2.) Mathematica tries to do some analytic simplifications of the function that should be minimized. This can be really problematic if we are dealing with a complicated model. In our example from above, especially the MatrixPower and the SingularValueDecomposition is problematic. Thus, when one executes NMinimize[] for a complicated function nothing happens for hours. If there are analytic simplifications that can be done, one possibility is to do them before the minimization and give NMinimize[] the optimized function. To avoid that Mathematica tries for hours to do analytic stuff to our function is to use Hold[]. If we tell Mathematica to minimize Hold[ourfunction], he no longer tries analytic stuff. For the minimization of Hold[ourfunction], he simply plugs in numerical values for the variables, looks what $\chi^2$ he gets back and then based on this information decides what he does next, i.e. what numerical values he plugs in, in the next iteration.

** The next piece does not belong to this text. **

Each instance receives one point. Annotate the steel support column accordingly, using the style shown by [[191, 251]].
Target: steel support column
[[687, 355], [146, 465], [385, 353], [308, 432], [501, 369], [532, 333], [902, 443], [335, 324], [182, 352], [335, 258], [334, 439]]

fct[randnr_] := NMinimize[ {Hold[chisquarefunction[{y2711, y2712, y2713, y2722, y2723, y2733, y35111, y35122, y35133, v1, v2, v3, v4, vbig1, vbig2, vbig3, vbig4}]]}, {y2711, y2712, y2713, y2722, y2723, y2733, y35111, y35122, y35133, v1, v2, v3, v4, vsu51, vsu52, vSO10, vSO102, phase, ve6, ve62}, Method -> {"DifferentialEvolution", "RandomSeed" -> randnr}, MaxIterations -> 100];

And again, to perform the minimization for some random seed, we simply execute

fct[14]

3.) NMinimize[] dislikes boundaries. If you want to tell Mathematica that some parameter $p$ should be a really, really large number, say $10^{16}$, a bad way to do this is to execute NMinimize[] with a boundary for the variable. The fit results get incredibly worse if boundaries are given. I suppose this is because the fit algorithm then can’t move as freely as he would like. However, without any, hint Mathematica never yields a fit result with such a large number ($10^16$) for one of the variables. Instead, he starts with values of order one for the parameters and ends up in local minima with order one values for the parameters. In physics, we often have some scale in mind for some of the parameters. For example, in a Grand Unified Theory, some of the VEVs must be larger than $10^{16}$ and any fit result with smaller values doesn’t make sense. The trick is to rescale all parameters such that they are of order one. For the parameter $p$ that should be around $10^{16}$, we simply define $p’ = \frac{p}{10^{16}}$, which yields $p= p’ 10^{16}$ and plug this into our model function. Then, we have a model function that is a function of $p’$ instead of $p$ and it is no longer a problem that Mathematica finds order one solutions for $p’$.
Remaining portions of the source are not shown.